In het dossier bevindt zich een akte waarin is vermeld dat de dagvaarding om ter terechtzitting in eerste aanleg van 13 september 2023 te verschijnen op 31 augustus 2023 aan de verdachte in persoon is uitgereikt. Bij die dagvaarding is onder het kopje ‘toelichting op de procedure’ onder nummer 9 informatie opgenomen over de uitspraak van de rechtbank en de termijn waarbinnen die uitspraak onherroepelijk wordt en onder nummer 10 is informatie opgenomen over de beroepsmogelijkheden en binnen welke termijn daarvan gebruik kan worden gemaakt. Op basis van de inhoud van het dossier en het verhandelde ter terechtzitting ziet het hof geen redenen om aan te nemen dat de verdachte op 31 augustus 2023 niet de volledige dagvaarding, dus inclusief de beschreven toelichting op de procedure, heeft ontvangen. Voorts blijkt uit het proces-verbaal van de terechtzitting in eerste aanleg van 13 september 2023 dat de verdachte op die terechtzitting is verschenen. Nu de dagvaarding om op de terechtzitting te verschijnen aan de verdachte in persoon is betekend en hij op de terechtzitting waarop de zaak inhoudelijk is behandeld is verschenen, staat ingevolge het bepaalde in artikel 408 van het Wetboek van Strafvordering voor de verdachte gedurende veertien dagen na de uitspraak hoger beroep open. De rechtbank heeft op 27 september 2023 uitspraak gedaan. Uit het proces-verbaal van de terechtzitting van 13 september 2023 blijkt ook dat de voorzitter op die terechtzitting (aan de verdachte) heeft medegedeeld dat de uitspraak van de rechtbank zal plaatsvinden ter terechtzitting van 27 september 2023. De verdachte kon derhalve gedurende veertien dagen na 27 september 2023 tegen het vonnis van de rechtbank hoger beroep instellen. Van de zijde van de verdachte is echter pas op 20 oktober 2023 hoger beroep ingesteld. Het hoger beroep is aldus na het verstrijken van voornoemde termijn van veertien dagen ingesteld. Het hof is niet gebleken van bijzondere omstandigheden op grond waarvan de termijnoverschrijding verschoonbaar zou zijn. De verdachte kan derhalve niet in het hoger beroep worden ontvangen.

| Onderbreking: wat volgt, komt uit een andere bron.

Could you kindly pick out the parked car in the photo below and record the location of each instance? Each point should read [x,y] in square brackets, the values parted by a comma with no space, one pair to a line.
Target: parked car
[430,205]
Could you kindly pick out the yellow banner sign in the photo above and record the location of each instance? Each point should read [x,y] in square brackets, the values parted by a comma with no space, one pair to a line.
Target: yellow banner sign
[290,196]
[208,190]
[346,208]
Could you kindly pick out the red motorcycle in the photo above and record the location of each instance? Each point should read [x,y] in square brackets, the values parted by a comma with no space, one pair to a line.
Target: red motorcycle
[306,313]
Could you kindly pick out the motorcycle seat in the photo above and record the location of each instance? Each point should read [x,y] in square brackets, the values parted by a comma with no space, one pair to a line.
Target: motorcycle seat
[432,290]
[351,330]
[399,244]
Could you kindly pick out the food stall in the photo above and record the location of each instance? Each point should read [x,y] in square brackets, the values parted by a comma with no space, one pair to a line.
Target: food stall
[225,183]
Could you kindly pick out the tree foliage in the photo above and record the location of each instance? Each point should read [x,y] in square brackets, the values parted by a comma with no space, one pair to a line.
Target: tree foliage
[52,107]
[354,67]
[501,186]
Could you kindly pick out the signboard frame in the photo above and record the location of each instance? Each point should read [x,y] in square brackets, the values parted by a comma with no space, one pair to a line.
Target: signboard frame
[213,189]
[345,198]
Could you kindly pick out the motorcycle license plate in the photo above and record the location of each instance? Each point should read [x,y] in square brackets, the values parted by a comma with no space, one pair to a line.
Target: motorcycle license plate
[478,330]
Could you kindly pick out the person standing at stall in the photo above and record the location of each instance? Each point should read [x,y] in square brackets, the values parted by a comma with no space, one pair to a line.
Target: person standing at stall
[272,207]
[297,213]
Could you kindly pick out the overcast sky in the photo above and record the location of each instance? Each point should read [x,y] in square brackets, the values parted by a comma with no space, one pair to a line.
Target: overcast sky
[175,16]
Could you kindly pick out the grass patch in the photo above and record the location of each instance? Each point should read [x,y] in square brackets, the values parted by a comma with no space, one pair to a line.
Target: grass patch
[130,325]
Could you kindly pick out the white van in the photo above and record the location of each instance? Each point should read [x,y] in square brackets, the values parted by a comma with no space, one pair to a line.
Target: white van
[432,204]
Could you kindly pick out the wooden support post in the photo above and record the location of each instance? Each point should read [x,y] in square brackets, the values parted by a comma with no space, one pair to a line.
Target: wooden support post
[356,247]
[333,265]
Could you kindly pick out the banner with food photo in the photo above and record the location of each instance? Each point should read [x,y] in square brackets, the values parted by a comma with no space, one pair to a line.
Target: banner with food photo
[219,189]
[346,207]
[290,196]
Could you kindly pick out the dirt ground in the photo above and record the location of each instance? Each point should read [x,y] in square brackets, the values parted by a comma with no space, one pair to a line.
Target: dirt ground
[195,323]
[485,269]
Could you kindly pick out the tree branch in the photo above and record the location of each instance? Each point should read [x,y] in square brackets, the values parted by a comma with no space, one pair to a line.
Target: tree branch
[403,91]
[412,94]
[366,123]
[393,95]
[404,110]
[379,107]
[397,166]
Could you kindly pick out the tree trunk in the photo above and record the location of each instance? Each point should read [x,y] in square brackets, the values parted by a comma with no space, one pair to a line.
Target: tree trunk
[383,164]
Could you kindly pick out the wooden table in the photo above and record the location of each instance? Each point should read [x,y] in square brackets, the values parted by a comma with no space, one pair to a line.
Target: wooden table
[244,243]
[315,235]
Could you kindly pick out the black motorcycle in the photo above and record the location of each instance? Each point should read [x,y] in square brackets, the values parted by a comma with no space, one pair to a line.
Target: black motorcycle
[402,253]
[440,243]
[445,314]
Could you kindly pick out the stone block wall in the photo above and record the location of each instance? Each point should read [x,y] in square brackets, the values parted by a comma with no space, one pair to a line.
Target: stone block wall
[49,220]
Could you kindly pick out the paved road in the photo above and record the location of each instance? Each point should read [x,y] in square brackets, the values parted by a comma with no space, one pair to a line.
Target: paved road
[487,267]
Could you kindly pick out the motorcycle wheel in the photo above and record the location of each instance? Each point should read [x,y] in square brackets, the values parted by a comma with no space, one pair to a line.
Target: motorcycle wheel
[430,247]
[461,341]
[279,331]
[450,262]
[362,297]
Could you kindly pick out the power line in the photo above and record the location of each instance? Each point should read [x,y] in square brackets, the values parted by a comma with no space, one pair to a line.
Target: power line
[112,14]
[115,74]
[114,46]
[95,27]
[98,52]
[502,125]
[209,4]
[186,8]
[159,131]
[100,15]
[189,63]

Het hof verwerpt het verweer van de verdediging.

BESLISSING

Het hof:
Verklaart de verdachte niet-ontvankelijk in het hoger beroep.
Aldus gewezen door:
mr. G.J. Schiffers, voorzitter,
mr. Y.G.M. Baaijens-van Geloven en mr. O.A.J.M. Lavrijssen, raadsheren,
in tegenwoordigheid van mr. T.H.J. Menting, griffier,
en op 26 augustus 2024 ter openbare terechtzitting uitgesproken.
mr. Y.G.M. Baaijens-van Geloven en mr. O.A.J.M. Lavrijssen zijn buiten staat dit arrest mede te ondertekenen.